Treasury yields flat as pandemic and stimulus concerns guide sentiment

U.S. government debt prices edged higher Wednesday morning after President Donald Trump conceded that the coronavirus pandemic will probably “get worse before it gets better.”

At around 2 a.m. ET, the yield on the benchmark 10-year Treasury note was lower at 0.6036% and the yield on the 30-year Treasury bond was down slightly at 1.3090%. Yields move inversely to prices.

In a White House briefing Tuesday, Trump adopted a more somber tone regarding the outlook for the pandemic in the U.S. than in recent weeks, having long downplayed the threat of the virus.

Trump also signaled a willingness to work with China and other countries to deliver a successful coronavirus vaccine, despite a recent escalation of tensions with Beijing.

Texas and Florida both reported record daily average deaths from Covid-19 on Monday based on a seven-day moving average, as hospitalizations continue to rise in 34 states.

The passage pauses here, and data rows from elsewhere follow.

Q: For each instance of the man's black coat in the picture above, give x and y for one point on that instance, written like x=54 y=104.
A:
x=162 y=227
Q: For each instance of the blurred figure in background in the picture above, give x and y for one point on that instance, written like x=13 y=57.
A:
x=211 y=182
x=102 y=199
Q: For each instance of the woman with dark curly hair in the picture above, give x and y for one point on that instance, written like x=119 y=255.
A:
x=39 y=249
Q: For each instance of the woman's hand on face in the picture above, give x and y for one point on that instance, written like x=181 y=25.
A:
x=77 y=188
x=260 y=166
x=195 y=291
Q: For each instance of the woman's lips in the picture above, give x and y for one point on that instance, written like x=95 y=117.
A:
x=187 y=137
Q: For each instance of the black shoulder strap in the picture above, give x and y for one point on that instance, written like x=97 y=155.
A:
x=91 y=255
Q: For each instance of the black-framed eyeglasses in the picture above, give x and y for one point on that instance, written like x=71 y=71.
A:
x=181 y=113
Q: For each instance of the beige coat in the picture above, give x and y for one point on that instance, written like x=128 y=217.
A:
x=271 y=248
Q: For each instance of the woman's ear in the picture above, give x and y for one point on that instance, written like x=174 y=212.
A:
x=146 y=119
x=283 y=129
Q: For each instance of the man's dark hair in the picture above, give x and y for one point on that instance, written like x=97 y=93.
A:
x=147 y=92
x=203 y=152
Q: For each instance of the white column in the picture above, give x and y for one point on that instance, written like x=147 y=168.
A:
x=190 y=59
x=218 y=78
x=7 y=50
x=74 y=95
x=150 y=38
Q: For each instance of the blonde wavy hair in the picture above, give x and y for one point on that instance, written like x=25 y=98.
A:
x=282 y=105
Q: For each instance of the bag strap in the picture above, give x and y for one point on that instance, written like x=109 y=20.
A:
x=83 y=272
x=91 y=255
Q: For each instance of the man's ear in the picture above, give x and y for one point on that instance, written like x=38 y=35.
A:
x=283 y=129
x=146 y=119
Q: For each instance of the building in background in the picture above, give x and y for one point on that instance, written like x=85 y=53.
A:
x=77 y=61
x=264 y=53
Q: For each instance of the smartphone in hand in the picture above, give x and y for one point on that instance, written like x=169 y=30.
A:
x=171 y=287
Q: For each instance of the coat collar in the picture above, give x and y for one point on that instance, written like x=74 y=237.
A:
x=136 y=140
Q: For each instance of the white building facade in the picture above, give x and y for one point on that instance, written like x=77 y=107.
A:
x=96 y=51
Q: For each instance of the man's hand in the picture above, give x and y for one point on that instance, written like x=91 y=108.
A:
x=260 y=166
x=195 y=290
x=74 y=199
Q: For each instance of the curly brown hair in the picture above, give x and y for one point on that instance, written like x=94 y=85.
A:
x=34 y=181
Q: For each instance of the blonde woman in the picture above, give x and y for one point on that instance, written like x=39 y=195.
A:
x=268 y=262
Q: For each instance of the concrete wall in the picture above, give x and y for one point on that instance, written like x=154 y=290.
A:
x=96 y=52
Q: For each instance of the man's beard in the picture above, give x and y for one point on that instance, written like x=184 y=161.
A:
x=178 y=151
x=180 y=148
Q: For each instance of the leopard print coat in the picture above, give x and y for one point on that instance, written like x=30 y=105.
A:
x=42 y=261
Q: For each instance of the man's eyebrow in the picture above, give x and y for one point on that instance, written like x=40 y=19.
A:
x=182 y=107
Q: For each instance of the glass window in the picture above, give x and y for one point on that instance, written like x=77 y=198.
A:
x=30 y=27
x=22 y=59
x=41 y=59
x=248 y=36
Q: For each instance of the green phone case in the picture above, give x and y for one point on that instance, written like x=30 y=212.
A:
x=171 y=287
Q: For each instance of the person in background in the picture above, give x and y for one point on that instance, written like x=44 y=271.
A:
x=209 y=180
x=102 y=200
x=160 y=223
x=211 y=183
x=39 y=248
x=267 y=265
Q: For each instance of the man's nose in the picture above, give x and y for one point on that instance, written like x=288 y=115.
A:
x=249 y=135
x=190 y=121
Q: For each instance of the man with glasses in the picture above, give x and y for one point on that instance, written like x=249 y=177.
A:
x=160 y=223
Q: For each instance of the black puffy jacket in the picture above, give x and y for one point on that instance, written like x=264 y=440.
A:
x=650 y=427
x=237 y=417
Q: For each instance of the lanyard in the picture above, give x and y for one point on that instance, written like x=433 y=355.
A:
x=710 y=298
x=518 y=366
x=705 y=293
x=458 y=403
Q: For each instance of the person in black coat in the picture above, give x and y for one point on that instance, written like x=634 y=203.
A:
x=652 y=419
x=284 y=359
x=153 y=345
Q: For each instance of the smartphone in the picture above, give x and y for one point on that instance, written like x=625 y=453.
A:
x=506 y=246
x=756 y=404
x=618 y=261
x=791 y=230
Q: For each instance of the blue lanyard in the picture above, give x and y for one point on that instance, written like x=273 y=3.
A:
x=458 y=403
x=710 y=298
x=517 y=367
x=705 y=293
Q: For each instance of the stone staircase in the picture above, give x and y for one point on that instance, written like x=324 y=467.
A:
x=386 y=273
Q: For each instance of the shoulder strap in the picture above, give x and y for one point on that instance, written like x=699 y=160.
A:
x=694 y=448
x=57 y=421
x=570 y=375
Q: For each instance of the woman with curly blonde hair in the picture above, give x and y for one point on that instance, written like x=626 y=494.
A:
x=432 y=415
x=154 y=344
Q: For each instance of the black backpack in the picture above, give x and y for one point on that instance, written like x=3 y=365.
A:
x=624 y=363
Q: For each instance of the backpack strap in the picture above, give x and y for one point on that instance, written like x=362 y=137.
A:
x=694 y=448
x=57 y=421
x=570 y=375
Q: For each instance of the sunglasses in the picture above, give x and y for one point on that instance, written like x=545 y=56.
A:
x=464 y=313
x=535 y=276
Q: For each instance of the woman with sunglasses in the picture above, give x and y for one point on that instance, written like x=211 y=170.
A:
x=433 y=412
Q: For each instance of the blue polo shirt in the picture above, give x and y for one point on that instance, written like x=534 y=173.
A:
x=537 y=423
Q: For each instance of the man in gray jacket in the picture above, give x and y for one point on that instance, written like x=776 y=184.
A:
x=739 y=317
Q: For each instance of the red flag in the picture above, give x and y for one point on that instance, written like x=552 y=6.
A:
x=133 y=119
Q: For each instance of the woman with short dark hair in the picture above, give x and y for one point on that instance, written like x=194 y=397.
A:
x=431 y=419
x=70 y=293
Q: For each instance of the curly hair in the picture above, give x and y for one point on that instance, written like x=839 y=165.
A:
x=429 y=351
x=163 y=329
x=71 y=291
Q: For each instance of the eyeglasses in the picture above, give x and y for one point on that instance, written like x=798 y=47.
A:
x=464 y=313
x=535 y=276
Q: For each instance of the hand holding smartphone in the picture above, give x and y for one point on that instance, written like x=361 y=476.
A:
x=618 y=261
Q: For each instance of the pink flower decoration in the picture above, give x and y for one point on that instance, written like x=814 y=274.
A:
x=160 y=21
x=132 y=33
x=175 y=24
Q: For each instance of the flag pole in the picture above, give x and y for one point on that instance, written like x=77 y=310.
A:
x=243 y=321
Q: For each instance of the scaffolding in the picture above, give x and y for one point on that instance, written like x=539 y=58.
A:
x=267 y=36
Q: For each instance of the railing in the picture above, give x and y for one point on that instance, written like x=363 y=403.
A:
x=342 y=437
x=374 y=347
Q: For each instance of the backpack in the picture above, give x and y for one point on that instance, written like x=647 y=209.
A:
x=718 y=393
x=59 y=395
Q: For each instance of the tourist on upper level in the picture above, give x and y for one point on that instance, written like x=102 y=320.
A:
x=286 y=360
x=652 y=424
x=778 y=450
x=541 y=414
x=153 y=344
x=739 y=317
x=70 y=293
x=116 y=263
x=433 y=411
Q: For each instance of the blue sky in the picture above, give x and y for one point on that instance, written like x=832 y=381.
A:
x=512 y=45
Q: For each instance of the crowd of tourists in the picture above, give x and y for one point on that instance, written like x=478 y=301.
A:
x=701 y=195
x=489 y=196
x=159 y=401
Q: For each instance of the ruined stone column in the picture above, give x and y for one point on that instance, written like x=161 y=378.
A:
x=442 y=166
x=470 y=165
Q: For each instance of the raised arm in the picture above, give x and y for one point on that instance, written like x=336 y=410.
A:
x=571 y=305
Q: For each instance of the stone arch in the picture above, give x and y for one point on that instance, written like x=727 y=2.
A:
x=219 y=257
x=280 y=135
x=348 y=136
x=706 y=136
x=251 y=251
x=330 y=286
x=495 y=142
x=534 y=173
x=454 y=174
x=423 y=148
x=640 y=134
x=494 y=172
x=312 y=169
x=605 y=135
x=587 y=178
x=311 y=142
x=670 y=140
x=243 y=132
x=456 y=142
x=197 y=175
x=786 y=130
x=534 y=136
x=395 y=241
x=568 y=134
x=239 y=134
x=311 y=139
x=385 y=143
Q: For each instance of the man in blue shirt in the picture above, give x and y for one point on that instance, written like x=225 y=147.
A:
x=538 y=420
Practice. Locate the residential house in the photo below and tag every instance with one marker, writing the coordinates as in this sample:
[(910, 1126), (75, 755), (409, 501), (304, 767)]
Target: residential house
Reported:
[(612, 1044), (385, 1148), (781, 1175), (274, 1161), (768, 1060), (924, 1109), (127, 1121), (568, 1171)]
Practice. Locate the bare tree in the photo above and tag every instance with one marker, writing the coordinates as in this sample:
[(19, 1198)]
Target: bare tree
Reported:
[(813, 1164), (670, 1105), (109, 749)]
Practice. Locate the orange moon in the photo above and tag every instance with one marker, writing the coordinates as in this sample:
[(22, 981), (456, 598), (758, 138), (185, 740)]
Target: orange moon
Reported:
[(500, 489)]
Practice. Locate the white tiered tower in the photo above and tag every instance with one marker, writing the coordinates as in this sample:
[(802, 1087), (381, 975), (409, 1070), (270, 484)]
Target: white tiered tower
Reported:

Confirmed cases nationwide are now nearing 3.9 million with 141,995 deaths as of Wednesday morning, according to Johns Hopkins University data.

Republicans and Democrats remain at odds over the extent of the next round of coronavirus aid, with Congressional Democrats demanding more money and more details on a potential $1 trillion relief package after a meeting with White House advisers Tuesday.

Existing home sales for June will be released at 10:00 a.m. on Wednesday. Economists polled by Dow Jones are expecting a rebound to 4.73 million sales.

Auctions will be held Wednesday for $25 billion of 105-day Treasury bills, $30 billion of 154-day bills and $17 billion of 20-year bonds.